Evenutally he started dating a new girl and, immediately after this, I pushed all of my feelings for him to the side and started dating a really great guy. Problem was, this new boyfriend wasn't who I really wanted (this was about 2 years ago).

We really lost touch after this and it was horrible. I felt like (and have recently told him this) I lost the other half of myself. We barely spoke for over a year.

He and his new girl dated for a while but it didn't work. I dated my new guy for about the same amount of time with the same results.

We started talking more after our break ups. It wasn't like before though- it was only occasional.

About a year ago we both started seeing new people.

We started to hang out again, more and more, around that time. A few months ago he broke it off with his lady and came to me immediately.

Now, things are getting crazy. I still have very strong feelings for him, seven years later, and he's honestly confusing the crap out of me.

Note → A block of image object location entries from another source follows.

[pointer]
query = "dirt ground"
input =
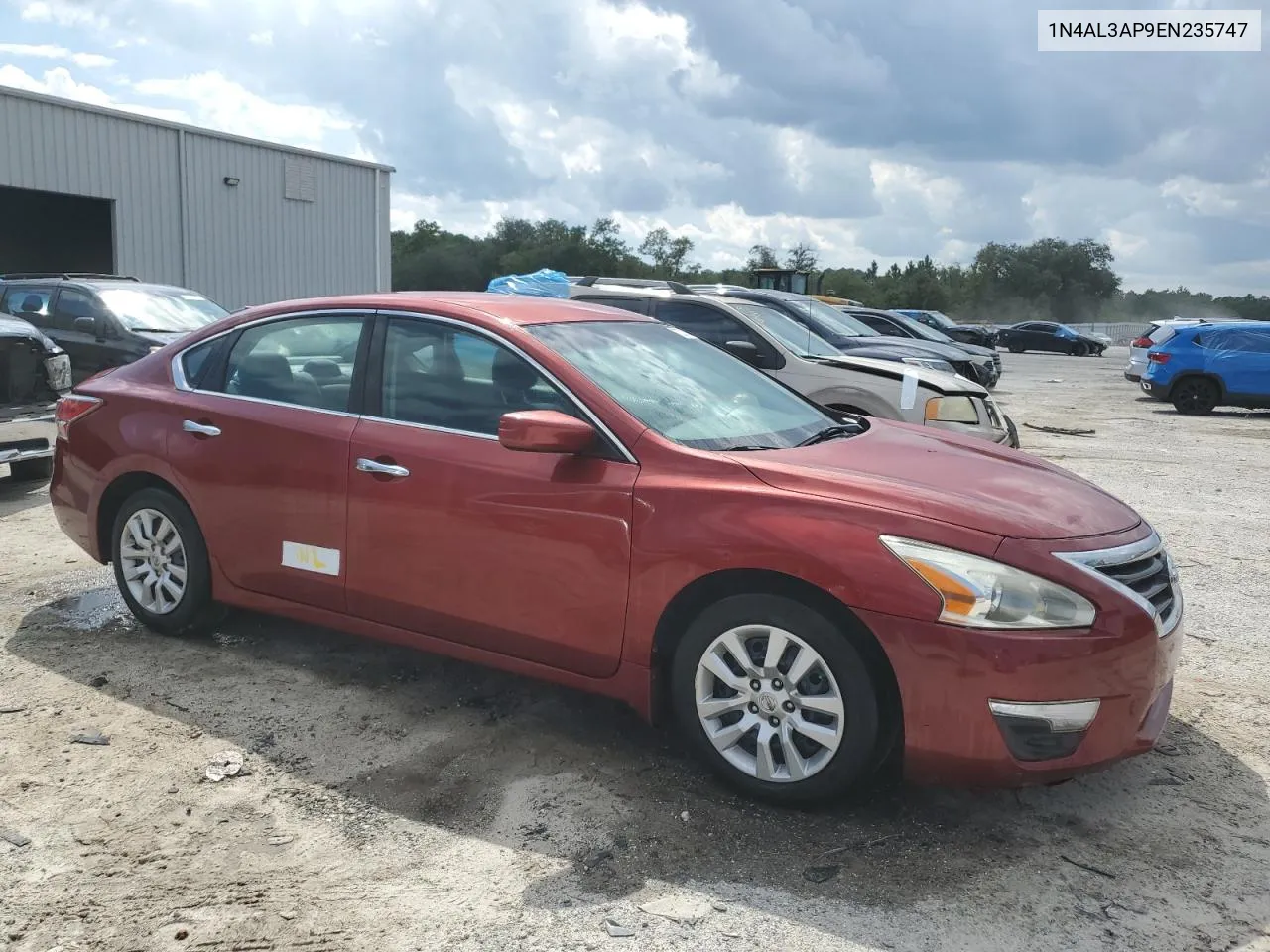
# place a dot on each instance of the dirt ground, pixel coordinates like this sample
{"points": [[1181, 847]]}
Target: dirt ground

I know that my current interest and I aren't going to make it because of how stroy feelings are for my friend. I can't lead him on, so I'm ending it.

But here's the real issue. I don't know what to think about my friend.

We hang out more and more every day. He always asks to hang out but just us. Just me and him. I have the best time of my life with him. We went out recently and spent the day together hiking and driving around just talking. That night we stayed up talking until we passed out. It was probably the best night I've had in years.

We went out after that later and he took me around town, climbing trees, showing me his favorite spots to sit and think, and brought me to a party. We stayed out until 4 in the morning and I gave him and a mutual friend a ride home. iafter I dropped him off and said goodnight he sent me a text saying how he's happy that we're rekindling our relationship and he was hopinh that we could spend another night together talking until we passed out again. He said it was the best night. I agreed with him, and we made plans to sit and star gaze and just talk all night on the next clear night.

When I look at him, its like I can't tare my eyes away. We both catch each other staring at one another and its likr when we lock eyes we completely understand what the other is thinking.

Whenever I think about getting a hold of him he always, always calls or texts before I get a chance to. Its like he just knows when I need him. Its kind of crazy.

So basically, my question is, am I reading way too much into this? Should I just snub these feelings I've had for this guy, my best friend, for years and come to terms with the fact that friends are just that- friends. Or do you think I should risk what we have now and go for what I've wanted all of this time?

I don't want to loose him. I'm afraid telling him how I feel will put him off if its not mutual and id rather have him in my life as a friend if nothing else. What do I do?

eightball61
03-23-2010, 10:33 PM
You both are adults now so its time to express your feelings as an adult. This is the only way for you to find out and figure out what it is he wants. He could be in the same position as you wondering what the hell is going on so this is why you need to be the one to man up and find out where things are going. If he cant give you an honest truth then hang in the towel so you can get on with your life. Because you dont have the closure most of your future relationships will fail because you keep going back to this confusion.